Ce sont surtout les groupes libéraux allemands et français à Berlin, Paris et Strasbourg qui ont exprimé des réserves contre les règles contraignantes pour les entreprises et entrepreneurs dans les pays de l'UE.
La Belgique, qui assure la présidence tournante de l'Union européenne depuis six mois, avait tenté à deux reprises en vain d'obtenir le soutien de l'UE pour la loi, car l'Allemagne et d'autres États membres, dont l'Italie, s'étaient abstenus lors du vote.
Rome a évoqué des négociations complexes, incluant également une nouvelle loi sur les déchets d'emballage, sur laquelle l'Italie avait exprimé certaines réserves et affirme que l'équilibre juste a désormais été trouvé.

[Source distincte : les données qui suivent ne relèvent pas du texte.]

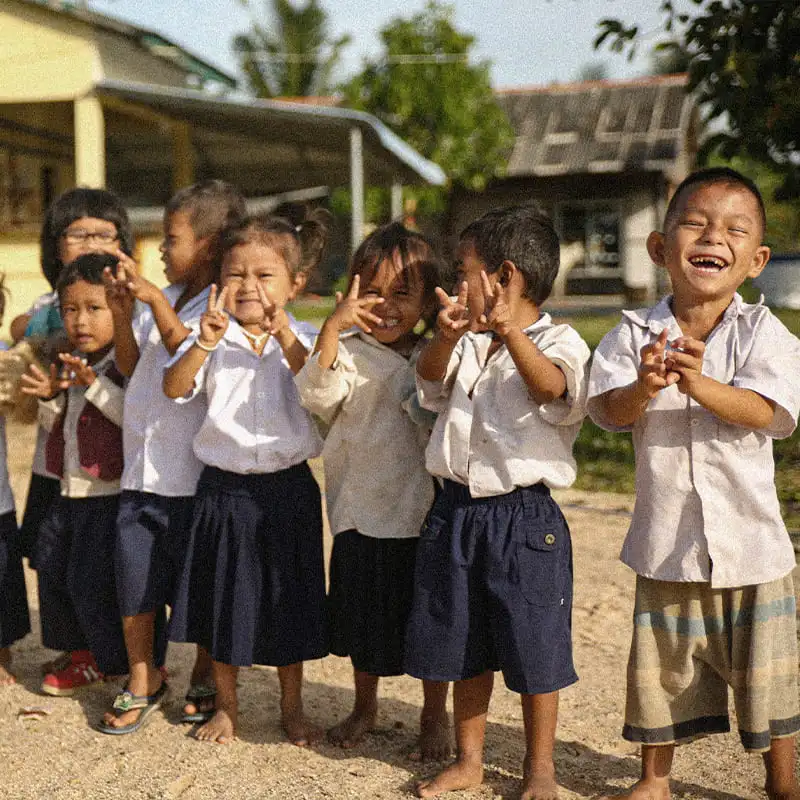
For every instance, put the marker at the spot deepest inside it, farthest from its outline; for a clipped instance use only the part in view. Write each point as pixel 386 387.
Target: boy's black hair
pixel 299 234
pixel 88 267
pixel 523 235
pixel 414 250
pixel 711 175
pixel 211 205
pixel 76 204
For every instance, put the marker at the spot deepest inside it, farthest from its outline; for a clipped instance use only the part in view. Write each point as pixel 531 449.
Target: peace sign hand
pixel 496 311
pixel 352 310
pixel 214 321
pixel 453 319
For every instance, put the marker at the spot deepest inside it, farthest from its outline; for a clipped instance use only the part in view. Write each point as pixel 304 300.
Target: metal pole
pixel 356 187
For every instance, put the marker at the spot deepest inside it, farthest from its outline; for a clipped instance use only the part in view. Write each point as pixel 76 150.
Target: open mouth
pixel 708 263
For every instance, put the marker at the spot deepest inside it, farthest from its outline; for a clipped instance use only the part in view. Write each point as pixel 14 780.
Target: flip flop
pixel 196 694
pixel 127 701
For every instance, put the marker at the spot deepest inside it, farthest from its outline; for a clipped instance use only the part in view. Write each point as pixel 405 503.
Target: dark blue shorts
pixel 14 619
pixel 369 600
pixel 252 589
pixel 152 537
pixel 493 591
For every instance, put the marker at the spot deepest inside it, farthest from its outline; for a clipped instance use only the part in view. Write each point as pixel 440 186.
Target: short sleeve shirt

Cette loi a également été adoptée vendredi.
La députée européenne néerlandaise Lara Wolters (S&D/PvdA), qui a supervisé la préparation de la loi, a déclaré que « l’adoption de la loi anti-regard-détourné est une victoire pour l’homme et l’environnement, et une défaite pour les lobbyistes cyniques. Les lobbyistes d’entrepreneurs réticents ont tout mis en œuvre pour affaiblir la loi et l’arrêter ».
« Désormais, la balle est dans le camp du Parlement européen pour la toute dernière étape. Après cinq ans de négociations et de consultations, il est grand temps de faire un pas important vers une économie plus juste pour l’avenir. »
À court terme, le Parlement européen annoncera la date du vote sur l’accord. Celui-ci se déroulera en deux étapes : la commission juridique du Parlement (JURI) examinera d’abord l’accord la semaine prochaine ; en cas de majorité dans la commission, le Parlement votera en séance plénière en avril.